As the side-input needs to be pickled (or serialised), this tells us that the table is far too large to be pickled and passed to the other workers. No amount of CPU/Memory can fix the problem.
## Patterns
Google have several patterns for large side-inputs which are documented here:
- Part 1 <https://cloud.google.com/blog/products/data-analytics/guide-to-common-cloud-dataflow-use-case-patterns-part-1>
- Part 2 <https://cloud.google.com/blog/products/data-analytics/guide-to-common-cloud-dataflow-use-case-patterns-part-2>
## Solution
A possible solution would be to leverage BigQuery to store the results of the mapping table in as the pipeline progresses. We can make use of BigQueries array type to literally store the raw array as we process each row.

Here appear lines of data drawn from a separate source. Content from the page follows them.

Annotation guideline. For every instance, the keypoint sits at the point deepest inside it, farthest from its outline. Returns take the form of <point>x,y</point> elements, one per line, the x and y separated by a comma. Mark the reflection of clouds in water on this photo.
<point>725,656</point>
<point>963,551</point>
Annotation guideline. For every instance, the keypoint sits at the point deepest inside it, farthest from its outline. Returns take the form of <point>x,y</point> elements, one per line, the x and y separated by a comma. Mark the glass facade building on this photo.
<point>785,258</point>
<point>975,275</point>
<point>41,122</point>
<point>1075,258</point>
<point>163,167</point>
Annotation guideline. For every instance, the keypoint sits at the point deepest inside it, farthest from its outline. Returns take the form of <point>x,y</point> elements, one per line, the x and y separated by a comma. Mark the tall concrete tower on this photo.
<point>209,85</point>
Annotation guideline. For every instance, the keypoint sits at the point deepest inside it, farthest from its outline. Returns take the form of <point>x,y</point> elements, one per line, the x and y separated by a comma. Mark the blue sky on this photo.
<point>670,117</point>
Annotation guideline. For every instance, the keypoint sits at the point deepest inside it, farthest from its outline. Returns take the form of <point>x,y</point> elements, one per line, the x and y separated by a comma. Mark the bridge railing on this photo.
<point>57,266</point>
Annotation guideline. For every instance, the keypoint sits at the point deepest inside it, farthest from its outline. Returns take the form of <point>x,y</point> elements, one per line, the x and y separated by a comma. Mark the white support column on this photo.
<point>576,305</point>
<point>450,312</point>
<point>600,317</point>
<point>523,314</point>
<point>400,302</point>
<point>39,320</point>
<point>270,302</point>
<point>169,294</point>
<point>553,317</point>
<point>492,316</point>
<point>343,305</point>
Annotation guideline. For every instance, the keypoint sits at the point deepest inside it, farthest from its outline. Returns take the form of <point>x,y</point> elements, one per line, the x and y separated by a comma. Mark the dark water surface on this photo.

In addition to creating the mapping table `(key, value)` pairs, we also save these pairs to BigQuery at this stage. We then yield the element as it is currently written to allow the subsequent stages to make use of this data.
Remove the condense mapping table stage as it is no longer needed (which also saves a bit of time).
Instead of using:
```python
beam.FlatMap(
insert_data_for_id, beam.pvalue.AsSingleton(mapping_table_condensed)
)
```
to insert the results of the mapping table we write a new `DoFn` that takes the element, and for each `id_all_columns` in the array we make a call to BigQuery to get the array for this ID and insert it at this stage.
Because each `id_all_columns` and its corresponding data is only used once, there would be no need to cache the results from BigQuery, however some work could be done to see if we could pull back more than one row at a time and cache these, saving time/costs in calls to BigQuery.